By next summer, the kids will be different—they’ll still be kids, sure—but it will change. My 2-year-old won’t need to be scooped up and carried so often. No one will say to me, oh, cute baby, because he won’t be a baby anymore. Our 5-year-olds will elongate; their faces will thin out; I’ll see flashes of ankle from my tall boy and know that I need to buy new pants. Maybe they’ll ask what various naughty words mean, or exhibit grumpy flashes of pre-tweendom. Maybe they’ll start rolling their eyes or getting themselves a snack instead of asking for one, or not needing to be tucked in at bedtime.
By next summer, I might be Mom instead of Mama. We might be done with diapers and strollers and sippy cups; our vacations will be determined by the Department of Ed. A few more summers after that, and our older son might prefer to go to camp instead of our annual lake-house vacation.
“What if, once she gets to college,” my friend said, about her teenager, “she wants to spend summers at home? What if this is the last summer all our kids come on this vacation?” My friend Bob, preparing to send his only child off to college, said, “This is the last summer I’ll have a kid at home, at all.”
When you’re a parent, no moment is the same as the moment before (except for the painful and sleepless newborn stage, when time, in fact, stops). Children grow by swift and alarming leaps—when my friend and I drove home from the lake, we sent her middle kid into the bakery to buy some bread, and the child who came out looked years older than the child we sent in. I find myself months or even years behind with my own son: I’ll be searching the playground for a small child and my tall boy will suddenly appear, forcing my gaze about a foot above where it was.

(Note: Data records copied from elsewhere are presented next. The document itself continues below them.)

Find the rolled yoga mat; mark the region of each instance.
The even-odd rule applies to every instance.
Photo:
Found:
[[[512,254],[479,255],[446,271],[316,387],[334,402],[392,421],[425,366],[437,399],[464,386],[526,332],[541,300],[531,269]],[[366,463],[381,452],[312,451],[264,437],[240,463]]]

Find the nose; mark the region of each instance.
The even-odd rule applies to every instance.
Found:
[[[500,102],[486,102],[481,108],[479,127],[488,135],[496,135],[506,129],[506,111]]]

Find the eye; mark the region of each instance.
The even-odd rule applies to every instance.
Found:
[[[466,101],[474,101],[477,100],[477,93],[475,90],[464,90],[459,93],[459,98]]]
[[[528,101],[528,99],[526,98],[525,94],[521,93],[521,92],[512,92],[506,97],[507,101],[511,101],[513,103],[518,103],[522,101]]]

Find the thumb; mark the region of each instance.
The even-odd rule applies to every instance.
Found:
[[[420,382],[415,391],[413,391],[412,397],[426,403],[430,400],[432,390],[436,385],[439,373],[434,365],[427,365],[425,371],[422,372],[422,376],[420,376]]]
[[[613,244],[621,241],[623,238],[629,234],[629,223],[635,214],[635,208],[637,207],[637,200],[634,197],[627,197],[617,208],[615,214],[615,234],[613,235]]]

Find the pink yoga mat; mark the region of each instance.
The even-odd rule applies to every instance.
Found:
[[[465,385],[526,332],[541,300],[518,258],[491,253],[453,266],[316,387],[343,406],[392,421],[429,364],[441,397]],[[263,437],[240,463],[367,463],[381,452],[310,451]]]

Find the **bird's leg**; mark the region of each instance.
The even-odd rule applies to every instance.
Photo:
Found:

Tonight is the last night of our vacation, and I’m listening to the cicadas signal the beginning of the end of summer. My sons are giggling, even though it’s way past their bedtime—they still want to share a room, even though they don’t have to, because they can yuk it up for hours after lights-out. Is this the last summer they’ll want to bunk together? Is it the last summer they’ll find sparklers thrilling or fireflies a novelty?
Summer, our favorite season and our longest vacation, is the only stretch of time we have with no busy morning rush or harried dinner routine to cloud our enjoyment. For me, summer is full of moments that make my heart seize for a split second, knowing that time is slipping by, sluicing like water off my boys as they grow up and up and up. Some summer soon, they will be grown. Some summer soon, they might not be here at all, and my husband and I will fall asleep to the cicadas by ourselves.
Being a parent suddenly elongates your vision: You can see what’s coming, like Cassandra, except that every other parent knows it too. You know that the older generation won’t always be around the dinner table, and that the younger generation won’t always fit on your lap. You know that time moves only forward, even in the long hot days of July. You know that this is the last summer exactly like this.